# Change voltage



## Ziggythewiz (May 16, 2010)

You cannot



bobkoonce said:


> change the manufacturers voltage rating of the motor


That is set by the manufacturer.

What you can do is change the operating voltage which the motor gurus here can help out with, but they will need much more detail. Motor, voltage rating, desired voltage, vehicle, etc.


----------



## bobkoonce (Oct 5, 2011)

I guess what I mean is the operating voltage of the motor, sorry new at this EV conversion stuff. Can I change the operating voltage from 48 volts to 72 or 96 volts or higher without damaging the motor.


----------



## favguy (May 2, 2008)

The answer is maybe, please post some pictures/specs of the motor in question and the guru's on here will be able to help you.

As an example, if yours is a series wound DC motor, it most probably can handle the higher voltage fine, possibly with a small change to the brush timing as the voltage gets higher, but we need the specs!!


----------



## bobkoonce (Oct 5, 2011)

Here are the specs and Pic for the motor I was considering, how far can I push the Volts.
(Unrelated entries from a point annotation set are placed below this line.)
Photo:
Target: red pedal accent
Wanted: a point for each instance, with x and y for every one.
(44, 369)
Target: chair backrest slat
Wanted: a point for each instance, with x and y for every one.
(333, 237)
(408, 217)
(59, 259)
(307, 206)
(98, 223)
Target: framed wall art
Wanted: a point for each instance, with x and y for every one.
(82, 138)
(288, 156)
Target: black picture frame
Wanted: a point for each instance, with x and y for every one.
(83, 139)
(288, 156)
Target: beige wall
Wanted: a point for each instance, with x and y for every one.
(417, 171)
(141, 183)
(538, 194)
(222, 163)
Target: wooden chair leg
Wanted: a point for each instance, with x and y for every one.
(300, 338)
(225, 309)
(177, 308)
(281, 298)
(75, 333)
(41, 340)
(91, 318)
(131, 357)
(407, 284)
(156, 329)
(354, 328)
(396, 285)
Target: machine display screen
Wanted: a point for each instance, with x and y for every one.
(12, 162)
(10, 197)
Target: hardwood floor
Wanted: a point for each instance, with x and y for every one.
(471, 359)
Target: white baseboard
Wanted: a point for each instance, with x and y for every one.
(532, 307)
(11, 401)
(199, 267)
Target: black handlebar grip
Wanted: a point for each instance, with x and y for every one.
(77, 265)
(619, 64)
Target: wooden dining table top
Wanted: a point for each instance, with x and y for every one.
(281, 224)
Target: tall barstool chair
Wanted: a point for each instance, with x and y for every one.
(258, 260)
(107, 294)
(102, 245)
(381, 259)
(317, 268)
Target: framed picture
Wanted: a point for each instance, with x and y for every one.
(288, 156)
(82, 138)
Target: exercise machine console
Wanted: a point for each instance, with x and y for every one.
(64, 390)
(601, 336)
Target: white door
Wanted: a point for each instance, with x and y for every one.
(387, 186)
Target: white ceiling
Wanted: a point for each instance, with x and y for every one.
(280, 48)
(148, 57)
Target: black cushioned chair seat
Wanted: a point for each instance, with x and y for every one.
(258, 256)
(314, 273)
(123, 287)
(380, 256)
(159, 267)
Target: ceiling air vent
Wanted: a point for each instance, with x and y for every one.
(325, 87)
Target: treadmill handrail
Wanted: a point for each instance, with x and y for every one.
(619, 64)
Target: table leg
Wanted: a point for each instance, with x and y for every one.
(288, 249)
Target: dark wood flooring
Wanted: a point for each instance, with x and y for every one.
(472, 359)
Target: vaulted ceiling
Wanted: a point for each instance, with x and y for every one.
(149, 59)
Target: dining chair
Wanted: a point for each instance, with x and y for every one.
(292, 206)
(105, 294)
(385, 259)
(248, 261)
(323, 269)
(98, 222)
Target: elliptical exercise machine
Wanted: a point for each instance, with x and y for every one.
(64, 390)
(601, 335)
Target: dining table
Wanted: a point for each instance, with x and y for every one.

http://evdrives.com/images/Motors/ES-10E-33/L-Front.jpg


36 - 48VDC Separately Excited
8 HP @ 48V Continuous Rated *
30 Ft /Lbs Torque Peak
13 HP Peak with DCX400
15 HP Peak with DCX500
17 HP Peak with DCX600
7/8 Single Shaft, 6.7" Dia by 11.5" Long
Actual weight 58 lbs


----------



## DaveAK (Jun 28, 2009)

bobkoonce said:


> Here are the specs and Pic for the motor I was considering, how far can I push the Volts.
> 
> http://evdrives.com/images/Motors/ES-10E-33/L-Front.jpg
> 
> ...


I run this same motor at 72V nominal in my bike. Don't know how far you can push it beyond 72V. Also worth noting is that it's a SepEx motor, so your controller options become limited and I don't know of any that will run greater than 84V nominal. (But I haven't really looked.)


----------